Que le fait que le candidat démocrate, Barack Obama, soit sénateur, c'est à dire possédant une expérience radicalement inférieure dans l'exercice d'un pouvoir exécutif à un gouverneur, ne dérangeait visiblement personne dans la demande de confirmation de compétences au sujet de Sarah Palin. Mais peut-être que les bons états de mère au foyer disqualifient sérieusement pour une candidature à un poste suprême, du moins, dans l'imaginaire démocrate.

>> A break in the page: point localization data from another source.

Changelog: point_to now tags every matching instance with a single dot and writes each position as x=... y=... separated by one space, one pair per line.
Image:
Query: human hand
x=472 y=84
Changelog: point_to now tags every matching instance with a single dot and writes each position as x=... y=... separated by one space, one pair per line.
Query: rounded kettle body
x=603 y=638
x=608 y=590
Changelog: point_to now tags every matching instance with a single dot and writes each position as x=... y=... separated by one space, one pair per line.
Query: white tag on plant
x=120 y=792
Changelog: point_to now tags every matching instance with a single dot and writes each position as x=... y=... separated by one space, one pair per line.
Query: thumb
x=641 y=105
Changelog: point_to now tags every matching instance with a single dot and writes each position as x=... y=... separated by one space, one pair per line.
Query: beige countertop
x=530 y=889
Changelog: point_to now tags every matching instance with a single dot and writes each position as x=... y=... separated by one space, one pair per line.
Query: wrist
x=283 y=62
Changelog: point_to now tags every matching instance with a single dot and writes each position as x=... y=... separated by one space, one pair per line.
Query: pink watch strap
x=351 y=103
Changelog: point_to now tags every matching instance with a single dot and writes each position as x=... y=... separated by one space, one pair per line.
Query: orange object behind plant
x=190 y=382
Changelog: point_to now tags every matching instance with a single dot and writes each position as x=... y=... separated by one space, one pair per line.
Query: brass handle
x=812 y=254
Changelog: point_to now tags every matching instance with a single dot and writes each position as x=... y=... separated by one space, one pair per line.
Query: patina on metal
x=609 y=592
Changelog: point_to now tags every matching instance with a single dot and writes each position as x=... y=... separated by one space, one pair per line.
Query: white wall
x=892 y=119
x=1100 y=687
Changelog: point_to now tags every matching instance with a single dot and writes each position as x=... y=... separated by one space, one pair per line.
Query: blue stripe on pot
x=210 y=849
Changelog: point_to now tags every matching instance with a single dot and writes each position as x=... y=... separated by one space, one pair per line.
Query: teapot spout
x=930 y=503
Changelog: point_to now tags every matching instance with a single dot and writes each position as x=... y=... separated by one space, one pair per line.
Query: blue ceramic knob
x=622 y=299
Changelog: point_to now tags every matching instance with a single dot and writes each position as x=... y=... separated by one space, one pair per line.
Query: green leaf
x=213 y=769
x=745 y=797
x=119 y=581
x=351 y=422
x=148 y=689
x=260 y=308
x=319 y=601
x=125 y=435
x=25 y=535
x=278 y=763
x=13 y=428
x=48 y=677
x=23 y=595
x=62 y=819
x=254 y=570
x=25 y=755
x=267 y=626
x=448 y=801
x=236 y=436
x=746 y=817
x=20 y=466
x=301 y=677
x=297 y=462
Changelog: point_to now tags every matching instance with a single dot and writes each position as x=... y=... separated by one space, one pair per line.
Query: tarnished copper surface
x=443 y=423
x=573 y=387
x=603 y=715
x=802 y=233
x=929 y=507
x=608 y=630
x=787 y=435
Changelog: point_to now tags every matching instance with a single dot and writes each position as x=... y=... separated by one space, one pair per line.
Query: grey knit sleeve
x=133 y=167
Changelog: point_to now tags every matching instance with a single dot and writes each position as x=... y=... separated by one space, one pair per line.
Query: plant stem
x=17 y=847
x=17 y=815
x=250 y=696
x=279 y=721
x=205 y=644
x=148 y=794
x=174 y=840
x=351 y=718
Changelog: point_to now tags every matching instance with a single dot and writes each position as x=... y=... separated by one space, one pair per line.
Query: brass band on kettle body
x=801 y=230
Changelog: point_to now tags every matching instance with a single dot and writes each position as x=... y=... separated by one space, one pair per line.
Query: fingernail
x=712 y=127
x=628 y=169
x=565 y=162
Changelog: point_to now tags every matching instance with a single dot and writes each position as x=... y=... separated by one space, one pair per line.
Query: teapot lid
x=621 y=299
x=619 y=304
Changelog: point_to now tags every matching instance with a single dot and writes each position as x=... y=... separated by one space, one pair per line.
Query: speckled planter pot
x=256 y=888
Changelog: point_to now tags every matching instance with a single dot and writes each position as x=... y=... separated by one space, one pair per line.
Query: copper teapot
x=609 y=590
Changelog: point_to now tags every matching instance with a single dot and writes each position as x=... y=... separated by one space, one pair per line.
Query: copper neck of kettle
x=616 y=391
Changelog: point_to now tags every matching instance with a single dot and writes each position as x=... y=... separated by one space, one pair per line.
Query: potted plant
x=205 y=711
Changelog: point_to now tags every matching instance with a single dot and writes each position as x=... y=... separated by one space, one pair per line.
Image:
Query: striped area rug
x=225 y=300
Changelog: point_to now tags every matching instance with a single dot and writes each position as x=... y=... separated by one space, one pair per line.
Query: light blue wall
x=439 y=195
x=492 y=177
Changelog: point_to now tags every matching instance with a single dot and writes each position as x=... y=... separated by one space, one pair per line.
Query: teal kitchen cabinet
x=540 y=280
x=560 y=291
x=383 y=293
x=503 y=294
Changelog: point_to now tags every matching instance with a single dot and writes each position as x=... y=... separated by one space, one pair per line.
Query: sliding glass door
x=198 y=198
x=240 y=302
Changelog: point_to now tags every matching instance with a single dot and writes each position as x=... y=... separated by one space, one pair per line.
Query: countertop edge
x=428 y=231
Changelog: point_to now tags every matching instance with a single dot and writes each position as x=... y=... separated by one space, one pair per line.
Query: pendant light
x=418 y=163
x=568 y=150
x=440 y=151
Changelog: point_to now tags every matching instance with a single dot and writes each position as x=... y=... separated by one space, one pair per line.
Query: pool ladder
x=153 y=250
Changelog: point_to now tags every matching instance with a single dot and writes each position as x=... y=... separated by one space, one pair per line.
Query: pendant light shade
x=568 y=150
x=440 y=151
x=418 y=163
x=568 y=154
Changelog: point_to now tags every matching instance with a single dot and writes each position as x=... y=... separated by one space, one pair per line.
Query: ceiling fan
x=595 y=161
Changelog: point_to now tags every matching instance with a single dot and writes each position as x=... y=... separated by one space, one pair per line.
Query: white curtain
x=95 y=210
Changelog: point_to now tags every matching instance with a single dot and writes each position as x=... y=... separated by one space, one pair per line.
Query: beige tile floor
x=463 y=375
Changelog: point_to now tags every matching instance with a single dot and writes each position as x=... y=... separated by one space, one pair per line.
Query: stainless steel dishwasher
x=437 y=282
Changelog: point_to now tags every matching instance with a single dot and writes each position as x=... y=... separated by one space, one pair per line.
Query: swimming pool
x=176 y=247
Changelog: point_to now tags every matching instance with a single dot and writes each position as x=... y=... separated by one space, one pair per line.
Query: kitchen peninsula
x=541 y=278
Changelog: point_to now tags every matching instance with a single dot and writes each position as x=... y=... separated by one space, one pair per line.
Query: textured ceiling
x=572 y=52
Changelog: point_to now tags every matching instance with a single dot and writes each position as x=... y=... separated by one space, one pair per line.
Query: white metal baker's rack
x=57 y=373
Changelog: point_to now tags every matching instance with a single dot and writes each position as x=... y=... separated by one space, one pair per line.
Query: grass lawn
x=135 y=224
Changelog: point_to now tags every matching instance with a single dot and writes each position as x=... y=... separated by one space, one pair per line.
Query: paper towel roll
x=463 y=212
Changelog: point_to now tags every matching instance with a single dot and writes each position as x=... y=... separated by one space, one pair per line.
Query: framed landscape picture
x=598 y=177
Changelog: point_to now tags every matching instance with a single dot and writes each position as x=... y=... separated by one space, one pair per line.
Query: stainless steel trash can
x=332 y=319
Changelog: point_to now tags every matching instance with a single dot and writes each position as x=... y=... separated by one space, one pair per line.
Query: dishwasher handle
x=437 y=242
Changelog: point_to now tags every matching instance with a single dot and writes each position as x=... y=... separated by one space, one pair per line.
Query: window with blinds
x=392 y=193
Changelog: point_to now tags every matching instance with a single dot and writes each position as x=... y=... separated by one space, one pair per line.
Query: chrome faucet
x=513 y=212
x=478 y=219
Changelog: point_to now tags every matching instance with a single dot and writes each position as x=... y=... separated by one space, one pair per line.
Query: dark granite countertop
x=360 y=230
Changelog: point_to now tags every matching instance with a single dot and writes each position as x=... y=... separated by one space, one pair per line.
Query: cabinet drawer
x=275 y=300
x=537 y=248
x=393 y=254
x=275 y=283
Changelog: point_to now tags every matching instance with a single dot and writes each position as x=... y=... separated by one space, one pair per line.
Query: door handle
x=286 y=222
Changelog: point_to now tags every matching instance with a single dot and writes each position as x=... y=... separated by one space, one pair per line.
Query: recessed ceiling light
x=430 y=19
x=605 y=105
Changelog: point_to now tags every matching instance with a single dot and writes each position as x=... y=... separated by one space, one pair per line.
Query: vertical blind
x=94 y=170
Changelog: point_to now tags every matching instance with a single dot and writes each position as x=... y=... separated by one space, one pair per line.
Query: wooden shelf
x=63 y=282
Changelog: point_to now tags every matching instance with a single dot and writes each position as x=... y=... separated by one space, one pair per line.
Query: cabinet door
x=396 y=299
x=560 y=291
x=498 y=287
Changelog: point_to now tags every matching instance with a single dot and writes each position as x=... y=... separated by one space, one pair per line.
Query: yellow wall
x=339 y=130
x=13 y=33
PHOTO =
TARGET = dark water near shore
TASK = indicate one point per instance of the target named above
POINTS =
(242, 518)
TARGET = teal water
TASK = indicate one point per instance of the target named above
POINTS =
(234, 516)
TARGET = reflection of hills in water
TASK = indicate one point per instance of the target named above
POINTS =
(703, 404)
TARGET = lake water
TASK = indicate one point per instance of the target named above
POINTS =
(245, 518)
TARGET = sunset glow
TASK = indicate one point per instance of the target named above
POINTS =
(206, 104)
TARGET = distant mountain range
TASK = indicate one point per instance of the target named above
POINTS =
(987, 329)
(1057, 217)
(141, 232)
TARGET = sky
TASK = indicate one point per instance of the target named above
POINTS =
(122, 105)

Ces derniers jours, après une longue procédure juridique, les courriers furent finalement livrés. L'opération fit la une des journaux anglo-saxons en ligne. Pratiquement tous les médias d'importance furent présents pour réceptionner les 24000 courriers (13.000 seulement de Sarah Palin, car il faut inclure pour en comprendre les échanges ceux de ses correspondants.)

La machine, version tribunal de Salem, se mit de suite en marche, et parmi les plus prestigieux magistrats l'on trouvait rien moins que : le New York Times, le Washington Post, le Los Angeles Times et le Guardian qui mirent progressivement en ligne les courriers à disposition du public et demandèrent aux internautes de se plonger dans cette masse documentaire, afin que la moindre information capable de déstabiliser ou de compromettre Sarah Palin ne puisse échapper à l'enquête.
Dès vendredi soir ces grands journaux et leurs confrères, une trentaine au total, lancèrent la traque en Une sur le Web.
Un exemple, le Guardian, en réponse à de nombreuses demandes de leurs lecteurs britanniques, qui ne comprenaient pas l'attention que leur journal favori portaient à la figure mineure de Sarah Palin, disposa un bouton à droite pour qu'ils puissent accéder à une version en ligne exempte de l'affaire des e-mails de Sarah Palin, puisque cette dernière couvrait l'espace de la première page.

Au bout d'un long week-end de Pentecôte, les résultats ne se firent pas attendre et l'annonce du scoop tant attendu disparut des premières pages. Il n'y eut aucune descente de l'esprit de revanche. Les chasseurs revinrent bredouilles.
Les courriers électroniques de Sarah Palin se révélèrent bien moins croustillants que les célèbres Wikileaks de la diplomatie américaine, pire, ils la montraient sous le jour d'une jeune personne, bosseuse, fraîche et candide, avec un certain sens de l'éthique, notamment dans ses rapports tendus avec les groupes pétroliers, pas vraiment dépassée, loin d'être incompétente et sans casseroles confirmées à son poste.

Pendant ce temps, et avec toute cette énergie dépensée, une coquille de l'Associated Press, aussi mythiquement précise que notre AFP lorsqu'il s'agit de couvrir le camp dit « conservateur », se glissa dans les nouvelles : Sarah Palin n'avait pas exercé moins de deux ans au poste de Gouverneur de l'Alaska comme il était écrit un peu partout, mais bien plus c'est à dire deux ans et sept mois.
Manifestement, lorsqu'il s'agit de Sarah Palin, il semble qu'il y ait une véritable malédiction de l'information correcte.